En el tercer capítulo, “La publicación”, Browne describe la edición de El origen que surgió como es sabido de una crisis: una mañana de junio de 1858, al recoger Darwin un paquete delgado que le habían enviado desde Ternate, entre las Célibes y Nueva Guinea, se encontró con un manuscrito del naturalista Alfred Russel Wallace, un autodidacta sin ningún tipo de rentas, en el que daba una explicación de la evolución mediante la selección natural. Su propia conjetura. Darwin escribió desesperado el 18 de junio de 1858 a Lylell: “Si Wallace tuviera el borrador del manuscrito que escribí en 1842 ¡no hubiera podido hacer un resumen mejor!”. Las páginas dedicadas a Wallace (pp. 69-76), y el contexto sociológico y clasista del debate están, en mi opinión, entre lo mejor de este ensayo.
“La controversia” es el capítulo más largo del ensayo. Es conocida la situación: pese a las numerosas pruebas acumuladas por Darwin, al público victoriano le era imposible admitir la idea de que se produjeran cambios graduales mínimos en los animales y plantas, y era igualmente difícil desechar la idea de un Dios creador. Si había que incluir los seres humanos en la evolución, ¿debía permitirse la ciencia abordar cuestiones que hasta aquel momento eran asunto exclusivo de la filosofía y la teología? La reina Victoria, según parece, se interesó por el debate pero, según confesó a su hija, confiaba que el libro de Darwin resultara difícil de comprender.

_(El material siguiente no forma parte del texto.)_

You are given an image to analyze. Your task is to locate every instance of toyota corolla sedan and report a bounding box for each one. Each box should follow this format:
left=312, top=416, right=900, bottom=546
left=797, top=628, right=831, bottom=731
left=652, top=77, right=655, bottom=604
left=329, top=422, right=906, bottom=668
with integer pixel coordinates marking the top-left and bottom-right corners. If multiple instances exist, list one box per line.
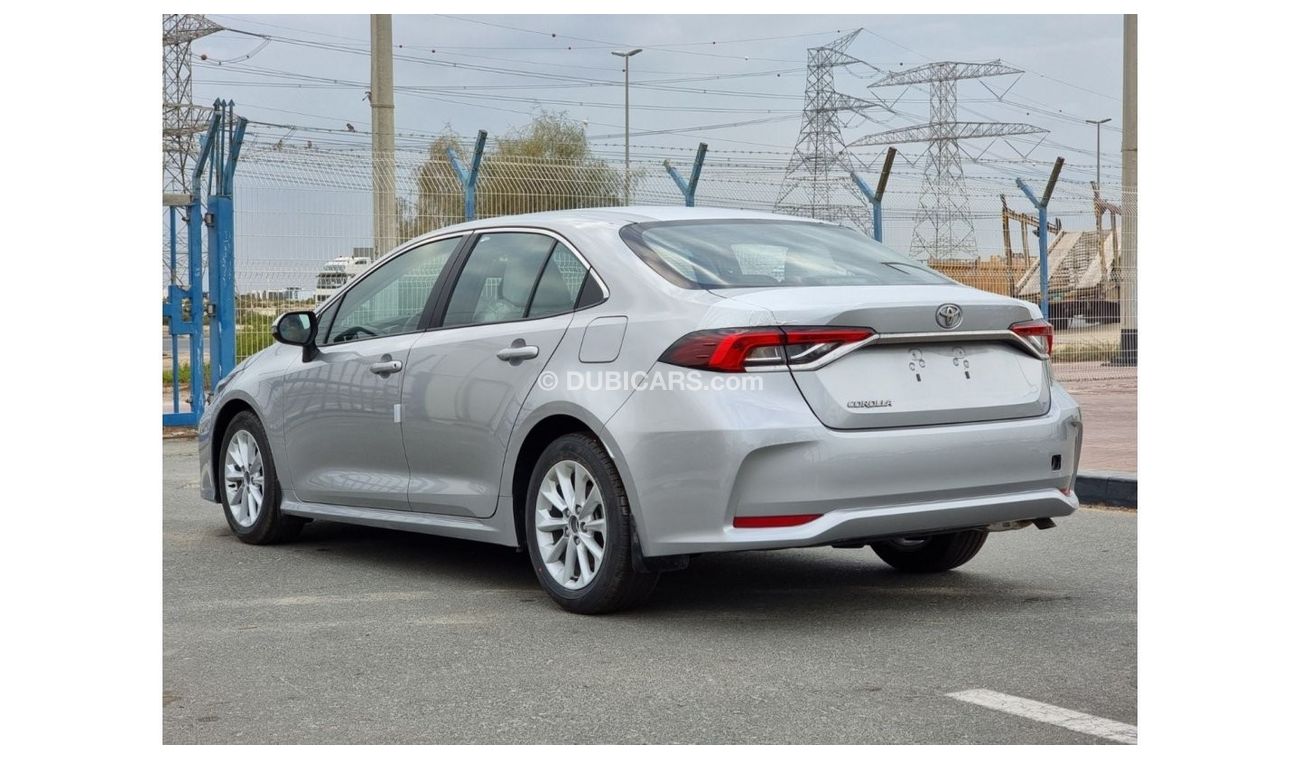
left=198, top=207, right=1082, bottom=613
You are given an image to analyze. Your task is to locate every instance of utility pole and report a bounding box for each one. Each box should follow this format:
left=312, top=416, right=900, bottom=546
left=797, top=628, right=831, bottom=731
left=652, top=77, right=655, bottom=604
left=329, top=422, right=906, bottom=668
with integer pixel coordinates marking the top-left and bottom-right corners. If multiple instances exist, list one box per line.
left=371, top=14, right=397, bottom=258
left=1118, top=14, right=1138, bottom=365
left=1086, top=117, right=1111, bottom=288
left=612, top=48, right=643, bottom=205
left=1085, top=117, right=1111, bottom=192
left=1001, top=195, right=1015, bottom=296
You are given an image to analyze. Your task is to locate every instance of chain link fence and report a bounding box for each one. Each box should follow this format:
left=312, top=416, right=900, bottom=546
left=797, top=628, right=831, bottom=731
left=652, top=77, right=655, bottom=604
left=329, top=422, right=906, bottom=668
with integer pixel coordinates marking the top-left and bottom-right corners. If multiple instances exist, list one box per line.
left=163, top=130, right=1136, bottom=392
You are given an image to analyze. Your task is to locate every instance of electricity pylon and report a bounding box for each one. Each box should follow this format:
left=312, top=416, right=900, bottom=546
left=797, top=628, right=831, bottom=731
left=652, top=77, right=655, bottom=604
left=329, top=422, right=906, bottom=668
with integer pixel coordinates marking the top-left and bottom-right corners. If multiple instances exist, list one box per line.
left=163, top=14, right=222, bottom=197
left=774, top=29, right=886, bottom=229
left=853, top=61, right=1045, bottom=260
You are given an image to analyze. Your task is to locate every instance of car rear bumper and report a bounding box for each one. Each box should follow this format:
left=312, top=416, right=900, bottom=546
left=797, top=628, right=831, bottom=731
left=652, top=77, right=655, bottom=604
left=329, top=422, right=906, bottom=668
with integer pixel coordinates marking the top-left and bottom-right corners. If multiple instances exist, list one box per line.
left=603, top=365, right=1082, bottom=557
left=651, top=488, right=1077, bottom=554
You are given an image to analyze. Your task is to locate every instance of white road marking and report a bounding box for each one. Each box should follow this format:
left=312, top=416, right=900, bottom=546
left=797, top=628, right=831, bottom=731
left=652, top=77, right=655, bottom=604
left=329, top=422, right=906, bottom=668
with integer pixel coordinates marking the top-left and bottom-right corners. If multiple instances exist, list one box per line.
left=947, top=688, right=1137, bottom=744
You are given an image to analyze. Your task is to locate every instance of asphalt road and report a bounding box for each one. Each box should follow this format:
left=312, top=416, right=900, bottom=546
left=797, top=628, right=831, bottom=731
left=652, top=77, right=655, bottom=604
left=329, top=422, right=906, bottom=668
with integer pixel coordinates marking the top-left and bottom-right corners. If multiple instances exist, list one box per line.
left=163, top=439, right=1136, bottom=744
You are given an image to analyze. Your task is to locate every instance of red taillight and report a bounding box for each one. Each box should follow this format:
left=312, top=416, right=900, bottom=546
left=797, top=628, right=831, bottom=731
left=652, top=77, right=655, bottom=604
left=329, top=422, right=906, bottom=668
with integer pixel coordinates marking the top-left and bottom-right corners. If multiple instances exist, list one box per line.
left=1009, top=318, right=1054, bottom=356
left=659, top=326, right=874, bottom=372
left=733, top=514, right=821, bottom=528
left=659, top=327, right=785, bottom=373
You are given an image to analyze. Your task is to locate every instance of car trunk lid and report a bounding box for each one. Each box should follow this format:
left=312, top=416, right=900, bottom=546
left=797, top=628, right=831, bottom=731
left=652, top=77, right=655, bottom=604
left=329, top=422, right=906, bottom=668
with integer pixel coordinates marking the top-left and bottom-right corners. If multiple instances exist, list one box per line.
left=711, top=285, right=1051, bottom=429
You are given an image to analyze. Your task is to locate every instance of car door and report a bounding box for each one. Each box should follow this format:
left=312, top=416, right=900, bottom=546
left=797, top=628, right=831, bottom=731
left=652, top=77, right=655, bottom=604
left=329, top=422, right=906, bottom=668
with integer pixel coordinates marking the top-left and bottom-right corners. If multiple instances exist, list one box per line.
left=280, top=236, right=462, bottom=510
left=401, top=231, right=596, bottom=518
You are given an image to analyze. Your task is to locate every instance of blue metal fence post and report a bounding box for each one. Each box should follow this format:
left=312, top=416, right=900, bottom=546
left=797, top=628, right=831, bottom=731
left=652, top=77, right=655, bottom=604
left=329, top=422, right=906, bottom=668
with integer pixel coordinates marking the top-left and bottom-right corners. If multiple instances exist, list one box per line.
left=850, top=147, right=897, bottom=243
left=163, top=197, right=203, bottom=427
left=448, top=130, right=487, bottom=221
left=186, top=113, right=221, bottom=422
left=167, top=207, right=180, bottom=418
left=208, top=195, right=235, bottom=383
left=186, top=192, right=206, bottom=421
left=664, top=142, right=708, bottom=206
left=208, top=104, right=248, bottom=390
left=1015, top=156, right=1065, bottom=321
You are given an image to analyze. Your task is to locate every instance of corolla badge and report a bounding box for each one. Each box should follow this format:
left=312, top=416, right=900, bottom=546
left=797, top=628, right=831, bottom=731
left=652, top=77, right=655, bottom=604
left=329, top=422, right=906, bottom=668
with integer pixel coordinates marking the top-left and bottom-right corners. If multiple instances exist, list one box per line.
left=935, top=303, right=963, bottom=329
left=847, top=399, right=893, bottom=409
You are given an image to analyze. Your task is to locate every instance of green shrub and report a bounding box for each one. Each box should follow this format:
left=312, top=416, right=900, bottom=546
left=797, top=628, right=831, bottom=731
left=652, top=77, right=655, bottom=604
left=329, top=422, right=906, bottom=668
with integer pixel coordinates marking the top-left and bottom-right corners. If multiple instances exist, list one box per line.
left=163, top=362, right=210, bottom=387
left=236, top=313, right=277, bottom=362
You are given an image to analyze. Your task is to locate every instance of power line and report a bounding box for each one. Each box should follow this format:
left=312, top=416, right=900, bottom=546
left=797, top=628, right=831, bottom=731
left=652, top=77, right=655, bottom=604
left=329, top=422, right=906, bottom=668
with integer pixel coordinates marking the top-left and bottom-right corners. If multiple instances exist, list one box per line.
left=587, top=114, right=801, bottom=140
left=198, top=20, right=1121, bottom=164
left=432, top=14, right=806, bottom=64
left=858, top=23, right=1121, bottom=103
left=213, top=13, right=844, bottom=56
left=200, top=80, right=798, bottom=114
left=196, top=69, right=804, bottom=114
left=208, top=37, right=807, bottom=100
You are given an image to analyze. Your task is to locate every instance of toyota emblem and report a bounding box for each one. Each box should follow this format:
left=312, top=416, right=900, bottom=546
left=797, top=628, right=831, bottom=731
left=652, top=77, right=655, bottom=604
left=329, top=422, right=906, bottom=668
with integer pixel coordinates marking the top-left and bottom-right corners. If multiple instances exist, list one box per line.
left=935, top=303, right=963, bottom=329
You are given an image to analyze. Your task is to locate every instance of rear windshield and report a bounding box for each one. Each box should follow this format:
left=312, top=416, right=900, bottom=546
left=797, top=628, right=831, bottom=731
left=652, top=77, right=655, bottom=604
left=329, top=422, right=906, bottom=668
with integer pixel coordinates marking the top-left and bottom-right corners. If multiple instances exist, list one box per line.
left=620, top=220, right=951, bottom=289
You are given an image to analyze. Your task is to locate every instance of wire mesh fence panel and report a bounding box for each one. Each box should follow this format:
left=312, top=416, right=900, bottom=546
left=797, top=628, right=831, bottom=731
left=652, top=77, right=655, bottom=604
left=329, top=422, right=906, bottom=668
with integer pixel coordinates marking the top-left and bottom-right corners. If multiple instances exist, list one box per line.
left=162, top=131, right=1136, bottom=393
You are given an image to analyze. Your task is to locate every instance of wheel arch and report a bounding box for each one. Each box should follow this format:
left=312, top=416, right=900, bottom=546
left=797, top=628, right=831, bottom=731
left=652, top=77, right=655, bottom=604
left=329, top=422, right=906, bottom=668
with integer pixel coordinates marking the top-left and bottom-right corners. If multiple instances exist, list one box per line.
left=210, top=395, right=260, bottom=484
left=506, top=410, right=631, bottom=549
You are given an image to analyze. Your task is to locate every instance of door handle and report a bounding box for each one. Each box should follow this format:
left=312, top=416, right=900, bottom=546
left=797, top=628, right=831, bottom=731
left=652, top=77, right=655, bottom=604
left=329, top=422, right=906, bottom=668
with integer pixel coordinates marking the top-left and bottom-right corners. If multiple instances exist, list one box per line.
left=496, top=345, right=539, bottom=362
left=369, top=359, right=403, bottom=375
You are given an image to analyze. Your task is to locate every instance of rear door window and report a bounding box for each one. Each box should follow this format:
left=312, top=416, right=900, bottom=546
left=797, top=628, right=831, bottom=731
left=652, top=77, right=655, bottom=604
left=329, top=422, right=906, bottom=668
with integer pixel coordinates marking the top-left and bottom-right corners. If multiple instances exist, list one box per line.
left=527, top=244, right=588, bottom=319
left=442, top=233, right=556, bottom=327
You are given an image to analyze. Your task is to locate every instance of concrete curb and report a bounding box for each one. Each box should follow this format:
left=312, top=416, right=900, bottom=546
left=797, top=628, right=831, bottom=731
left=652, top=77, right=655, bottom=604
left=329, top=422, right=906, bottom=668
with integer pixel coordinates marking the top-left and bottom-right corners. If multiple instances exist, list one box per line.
left=1076, top=470, right=1137, bottom=508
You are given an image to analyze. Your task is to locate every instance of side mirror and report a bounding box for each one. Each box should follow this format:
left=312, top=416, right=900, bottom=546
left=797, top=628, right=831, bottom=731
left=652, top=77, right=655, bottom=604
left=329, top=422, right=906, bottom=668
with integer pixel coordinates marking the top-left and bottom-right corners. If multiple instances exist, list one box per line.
left=271, top=311, right=319, bottom=361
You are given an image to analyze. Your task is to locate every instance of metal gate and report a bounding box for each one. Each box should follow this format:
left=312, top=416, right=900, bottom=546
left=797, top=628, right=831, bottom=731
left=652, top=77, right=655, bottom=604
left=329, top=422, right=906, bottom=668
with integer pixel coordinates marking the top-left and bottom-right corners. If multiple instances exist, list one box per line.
left=163, top=100, right=246, bottom=426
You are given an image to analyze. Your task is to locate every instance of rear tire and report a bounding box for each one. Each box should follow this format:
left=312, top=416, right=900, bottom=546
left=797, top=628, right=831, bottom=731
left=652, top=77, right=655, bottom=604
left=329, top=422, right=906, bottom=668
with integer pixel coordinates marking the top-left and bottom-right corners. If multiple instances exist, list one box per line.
left=524, top=433, right=658, bottom=614
left=218, top=411, right=305, bottom=545
left=870, top=530, right=987, bottom=573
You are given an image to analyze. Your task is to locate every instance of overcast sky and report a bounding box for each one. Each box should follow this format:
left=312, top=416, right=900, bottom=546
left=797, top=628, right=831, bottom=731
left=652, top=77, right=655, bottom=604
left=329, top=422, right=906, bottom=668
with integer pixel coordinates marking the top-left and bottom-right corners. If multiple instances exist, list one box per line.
left=182, top=14, right=1124, bottom=289
left=193, top=14, right=1122, bottom=177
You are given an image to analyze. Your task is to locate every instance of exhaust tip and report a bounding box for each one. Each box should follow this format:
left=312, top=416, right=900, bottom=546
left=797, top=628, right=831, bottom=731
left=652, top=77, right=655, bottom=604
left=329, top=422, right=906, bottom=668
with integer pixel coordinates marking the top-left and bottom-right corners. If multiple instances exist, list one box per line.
left=1032, top=517, right=1057, bottom=530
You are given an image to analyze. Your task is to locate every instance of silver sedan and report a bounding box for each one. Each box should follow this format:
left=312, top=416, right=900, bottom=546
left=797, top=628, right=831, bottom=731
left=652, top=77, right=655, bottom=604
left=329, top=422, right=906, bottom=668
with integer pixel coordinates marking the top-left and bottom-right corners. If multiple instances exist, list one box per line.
left=198, top=207, right=1082, bottom=613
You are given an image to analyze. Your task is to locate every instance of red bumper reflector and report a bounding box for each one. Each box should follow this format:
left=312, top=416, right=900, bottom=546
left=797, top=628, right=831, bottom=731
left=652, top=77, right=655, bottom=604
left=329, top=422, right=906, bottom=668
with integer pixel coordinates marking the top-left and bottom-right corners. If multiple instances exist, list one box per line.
left=733, top=514, right=821, bottom=528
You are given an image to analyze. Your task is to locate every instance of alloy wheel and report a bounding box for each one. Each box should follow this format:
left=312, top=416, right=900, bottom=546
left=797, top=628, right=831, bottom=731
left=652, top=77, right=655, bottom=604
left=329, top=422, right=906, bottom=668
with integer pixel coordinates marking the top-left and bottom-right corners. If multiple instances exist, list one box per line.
left=535, top=459, right=606, bottom=589
left=224, top=429, right=265, bottom=528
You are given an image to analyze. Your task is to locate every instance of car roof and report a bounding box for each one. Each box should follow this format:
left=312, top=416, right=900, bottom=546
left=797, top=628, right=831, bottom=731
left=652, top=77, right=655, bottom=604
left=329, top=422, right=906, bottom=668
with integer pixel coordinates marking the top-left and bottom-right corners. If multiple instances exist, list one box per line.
left=408, top=205, right=829, bottom=243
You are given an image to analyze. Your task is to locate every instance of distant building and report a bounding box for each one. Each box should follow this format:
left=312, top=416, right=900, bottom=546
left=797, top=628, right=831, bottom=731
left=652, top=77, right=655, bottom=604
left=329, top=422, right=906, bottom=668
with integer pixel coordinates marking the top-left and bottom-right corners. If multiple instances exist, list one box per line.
left=315, top=247, right=375, bottom=303
left=244, top=286, right=304, bottom=301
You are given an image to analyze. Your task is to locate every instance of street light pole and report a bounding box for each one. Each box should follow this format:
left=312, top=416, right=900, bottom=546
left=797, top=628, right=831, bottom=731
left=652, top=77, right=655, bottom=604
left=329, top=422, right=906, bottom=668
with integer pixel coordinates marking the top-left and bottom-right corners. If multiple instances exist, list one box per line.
left=1085, top=117, right=1112, bottom=289
left=611, top=48, right=643, bottom=205
left=1085, top=117, right=1112, bottom=193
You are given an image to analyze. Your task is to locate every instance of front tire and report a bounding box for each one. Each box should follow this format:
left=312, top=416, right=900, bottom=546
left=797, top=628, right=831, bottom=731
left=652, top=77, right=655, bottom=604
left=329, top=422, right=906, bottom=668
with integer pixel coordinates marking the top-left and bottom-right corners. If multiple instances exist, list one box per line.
left=524, top=433, right=658, bottom=614
left=870, top=530, right=987, bottom=573
left=219, top=411, right=305, bottom=545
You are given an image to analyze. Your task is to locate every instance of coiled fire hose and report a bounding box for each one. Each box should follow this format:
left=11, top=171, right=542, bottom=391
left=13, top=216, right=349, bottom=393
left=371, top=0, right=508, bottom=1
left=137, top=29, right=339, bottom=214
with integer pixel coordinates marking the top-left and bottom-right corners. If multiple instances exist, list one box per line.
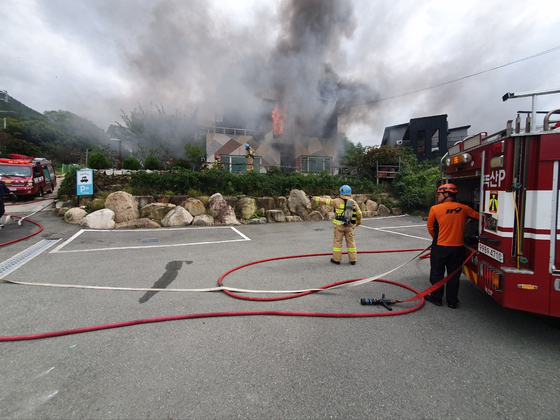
left=0, top=247, right=476, bottom=342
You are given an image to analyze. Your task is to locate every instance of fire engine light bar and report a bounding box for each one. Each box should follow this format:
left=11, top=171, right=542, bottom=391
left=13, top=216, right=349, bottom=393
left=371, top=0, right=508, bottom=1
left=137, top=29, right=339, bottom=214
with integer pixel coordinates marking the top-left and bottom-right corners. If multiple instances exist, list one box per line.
left=517, top=284, right=538, bottom=290
left=448, top=144, right=461, bottom=155
left=447, top=153, right=472, bottom=167
left=463, top=133, right=483, bottom=150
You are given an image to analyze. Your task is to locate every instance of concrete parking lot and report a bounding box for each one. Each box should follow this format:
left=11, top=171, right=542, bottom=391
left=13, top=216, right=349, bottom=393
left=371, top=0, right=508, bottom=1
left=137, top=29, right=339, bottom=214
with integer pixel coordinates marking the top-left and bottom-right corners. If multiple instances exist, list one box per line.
left=1, top=202, right=559, bottom=419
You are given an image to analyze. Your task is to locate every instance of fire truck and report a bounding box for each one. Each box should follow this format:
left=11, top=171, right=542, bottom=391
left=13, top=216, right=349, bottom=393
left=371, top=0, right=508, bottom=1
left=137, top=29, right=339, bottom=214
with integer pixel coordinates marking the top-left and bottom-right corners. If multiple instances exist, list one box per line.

Es magnifico el relato de Browne en torno al debate del zoólogo y anatomista comparativo Thomas Henry Huxley, el dogo de Darwin, en la British Association for the Advenced of Sciende de Oxford en junio de 1860 (pp. 105-108). Browne, por otra parte, nos recuerda el terreno espinoso en que Darwin se adentró cuando aplicó su conceptos biológicos a la cultura y al comportamiento humanos. ”Su naturalismo reformuló el concepto de diversidad humana en términos estrictamente evolucionistas y biológicos, con lo que reforzó las creencias decimonónicas en la superioridad racial” (p. 123) Los blancos, obviamente, descansaban plácidamente en el vértice de la pirámide racial.
Finalmente, es absolutamente destacable las penetrantes y documentadas páginas que Browne dedica en el último capítulo, “El legado”, al debate actual sobre el creacionismo y la conjetura religiosa disfrazada del diseño inteligente. No olvida tampoco el juicio de 1925 en Dayton, contra John Scopes, un profesor de ciencias acusado por el político fundamentalista (¿les suena?) William Jennings Byran de impartir ilegalmente enseñanzas sobre la teoría de la evolución. Durante una temporada enseñar teoría de evolución en las escuelas de Tennessee iba en contra de la ley. Por favor, no apunten la idea a nuestros monseñores.